Empowering Users with Build Agent History

November 01, 2023

Support channels are a wonderful place to discover ways to empower users.

The questions folks ask in support reveal the problems they face day-to-day.

What builds ran on this agent?

Jenkins, our build platform, already has build history for an agent out of the box. Sounds simple enough, why isn’t this already self-service?

Jenkins is a distributed system, and our setup has short-lived components.

Agents are launched and terminated as they autoscale. Builds know what agent they ran on, but limited build history¹ yields incomplete data. Additionally, we have disabled the built-in agent history feature to address performance concerns².

These conditions meant a user could not answer this question without help.

Until now.

Since this has been a repeated support question, we prioritize and build out the feature.

Build Metadata Service

Boost, a build metadata service, resolves all three problems. Each build’s metadata is already recorded by Boost in a permanent datastore.

By adding an agent history endpoint, we enable anyone to look up builds by agent. This lookup works long after the build and the agent are gone.

This has been most useful for users and other central teams -

Is there a problem with this agent?
Did this build fail because of a noisy neighbor?
I got an alert from this agent, what was running here?

Problem Detection

Agent history gives operators a quick way to tell if agents are failing all builds.

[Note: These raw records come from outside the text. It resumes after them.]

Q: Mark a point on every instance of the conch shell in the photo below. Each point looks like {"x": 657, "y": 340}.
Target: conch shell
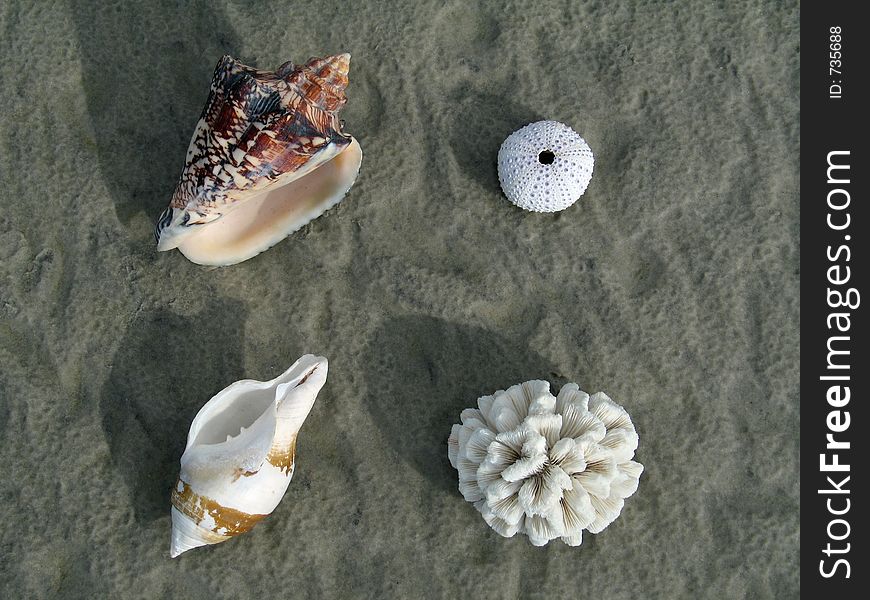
{"x": 240, "y": 454}
{"x": 267, "y": 156}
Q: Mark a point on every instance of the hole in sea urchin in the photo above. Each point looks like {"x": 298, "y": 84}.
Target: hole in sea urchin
{"x": 546, "y": 157}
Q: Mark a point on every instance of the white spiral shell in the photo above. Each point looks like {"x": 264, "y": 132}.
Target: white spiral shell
{"x": 544, "y": 166}
{"x": 546, "y": 466}
{"x": 240, "y": 455}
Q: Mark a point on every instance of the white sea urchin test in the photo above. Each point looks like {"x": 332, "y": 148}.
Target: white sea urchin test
{"x": 546, "y": 466}
{"x": 544, "y": 166}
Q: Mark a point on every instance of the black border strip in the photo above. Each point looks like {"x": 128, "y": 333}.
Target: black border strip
{"x": 834, "y": 260}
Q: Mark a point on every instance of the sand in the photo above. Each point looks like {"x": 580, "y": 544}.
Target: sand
{"x": 672, "y": 285}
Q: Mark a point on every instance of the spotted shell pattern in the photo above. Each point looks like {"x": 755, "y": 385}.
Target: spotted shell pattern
{"x": 544, "y": 166}
{"x": 257, "y": 127}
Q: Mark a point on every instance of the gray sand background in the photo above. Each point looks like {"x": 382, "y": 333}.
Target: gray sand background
{"x": 672, "y": 285}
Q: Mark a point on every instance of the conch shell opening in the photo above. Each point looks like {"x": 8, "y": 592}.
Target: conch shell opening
{"x": 240, "y": 455}
{"x": 268, "y": 156}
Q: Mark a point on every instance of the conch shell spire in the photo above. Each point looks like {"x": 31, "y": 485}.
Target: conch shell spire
{"x": 240, "y": 455}
{"x": 260, "y": 132}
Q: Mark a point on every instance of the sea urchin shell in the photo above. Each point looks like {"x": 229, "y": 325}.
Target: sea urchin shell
{"x": 546, "y": 466}
{"x": 544, "y": 166}
{"x": 267, "y": 156}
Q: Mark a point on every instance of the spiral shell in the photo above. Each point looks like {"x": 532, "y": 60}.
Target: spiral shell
{"x": 260, "y": 134}
{"x": 546, "y": 466}
{"x": 240, "y": 455}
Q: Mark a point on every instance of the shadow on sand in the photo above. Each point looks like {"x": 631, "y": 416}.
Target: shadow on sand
{"x": 426, "y": 372}
{"x": 145, "y": 73}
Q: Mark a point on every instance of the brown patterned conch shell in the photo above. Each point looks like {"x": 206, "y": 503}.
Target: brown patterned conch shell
{"x": 240, "y": 455}
{"x": 267, "y": 156}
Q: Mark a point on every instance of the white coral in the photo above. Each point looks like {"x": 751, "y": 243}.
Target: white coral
{"x": 544, "y": 166}
{"x": 546, "y": 466}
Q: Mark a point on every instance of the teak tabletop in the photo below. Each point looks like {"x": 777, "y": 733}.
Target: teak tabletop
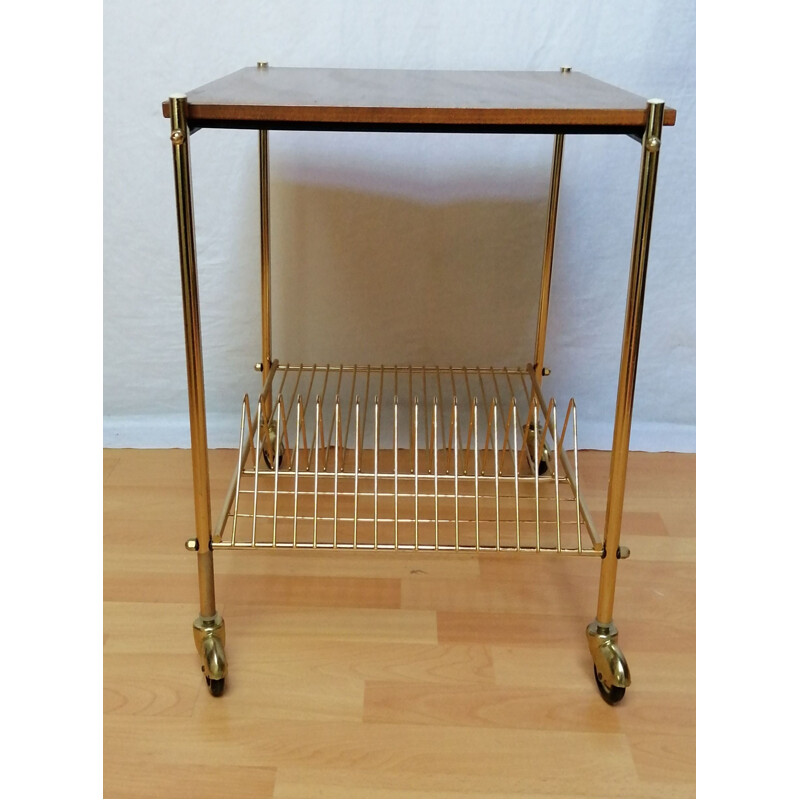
{"x": 287, "y": 98}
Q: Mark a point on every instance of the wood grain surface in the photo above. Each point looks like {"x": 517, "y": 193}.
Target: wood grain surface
{"x": 278, "y": 97}
{"x": 394, "y": 674}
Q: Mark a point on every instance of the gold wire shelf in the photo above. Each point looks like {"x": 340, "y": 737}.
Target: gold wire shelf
{"x": 406, "y": 458}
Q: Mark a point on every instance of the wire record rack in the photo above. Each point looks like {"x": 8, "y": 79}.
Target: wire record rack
{"x": 406, "y": 458}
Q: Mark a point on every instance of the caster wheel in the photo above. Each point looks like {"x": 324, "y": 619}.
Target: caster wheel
{"x": 268, "y": 460}
{"x": 542, "y": 467}
{"x": 611, "y": 694}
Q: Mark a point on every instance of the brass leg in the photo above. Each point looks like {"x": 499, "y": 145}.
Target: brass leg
{"x": 209, "y": 622}
{"x": 547, "y": 260}
{"x": 602, "y": 633}
{"x": 266, "y": 317}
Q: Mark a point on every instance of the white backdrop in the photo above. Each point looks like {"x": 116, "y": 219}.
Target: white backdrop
{"x": 394, "y": 248}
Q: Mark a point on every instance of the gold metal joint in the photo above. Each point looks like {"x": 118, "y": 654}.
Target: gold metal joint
{"x": 609, "y": 661}
{"x": 653, "y": 144}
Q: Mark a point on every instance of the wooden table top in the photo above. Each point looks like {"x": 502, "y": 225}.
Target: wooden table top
{"x": 288, "y": 98}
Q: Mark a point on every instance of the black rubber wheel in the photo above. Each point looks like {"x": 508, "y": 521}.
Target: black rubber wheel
{"x": 542, "y": 467}
{"x": 611, "y": 694}
{"x": 269, "y": 462}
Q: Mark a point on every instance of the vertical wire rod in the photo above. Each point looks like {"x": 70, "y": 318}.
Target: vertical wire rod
{"x": 375, "y": 484}
{"x": 317, "y": 422}
{"x": 280, "y": 418}
{"x": 349, "y": 415}
{"x": 416, "y": 473}
{"x": 395, "y": 465}
{"x": 239, "y": 471}
{"x": 435, "y": 473}
{"x": 516, "y": 470}
{"x": 575, "y": 455}
{"x": 337, "y": 432}
{"x": 496, "y": 477}
{"x": 536, "y": 471}
{"x": 296, "y": 466}
{"x": 333, "y": 424}
{"x": 555, "y": 475}
{"x": 455, "y": 461}
{"x": 355, "y": 481}
{"x": 475, "y": 452}
{"x": 255, "y": 478}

Our team provides general purpose build agents, but some teams have custom requirements. Custom agents can connect to our Jenkins controllers to create more specialized build environments. These agents are often long-lived, which can suffer from build environment pollution³.

Recovery from this situation is manual. An operator may want to take the agent offline until it can be refreshed.

Noisy Neighbor Investigation

Agent history gives users and support teams the ability to see what other builds were running concurrently.

Most of our agents are able to run four builds concurrently for efficiency. Being scheduled alongside other resource-intensive builds can cause failures in other builds. These failures appear random.

Since we get back exactly what other builds were running, we can narrow the search for what caused a given build to fail.

General Investigation

Agent history gives users the ability to know what was running on a build agent in a given time window.

An odd request comes in from an instance id that maps to a build agent. An alert goes off and all we know so far is it came from a particular agent. Knowing what was running at the time is key to understanding what was happening at the time.

Many parts of our Jenkins deployment are ephemeral. Builds have limited history to prevent filling up the disk. Agents come and go through autoscaling and regular updates.

By storing this metadata in a dedicated system we empower users to find more complete answers without waiting for our team.

Build artifacts are stored on disk by default, which causes the disk to fill up unless we limit retained history.↩
Jenkins performance sometimes suffered finding builds across large disks. The extreme use of the disk would drain our iops, impacting builds.↩
Build environment pollution is when the environment becomes unusuable, usually due to the actions of a previous build.↩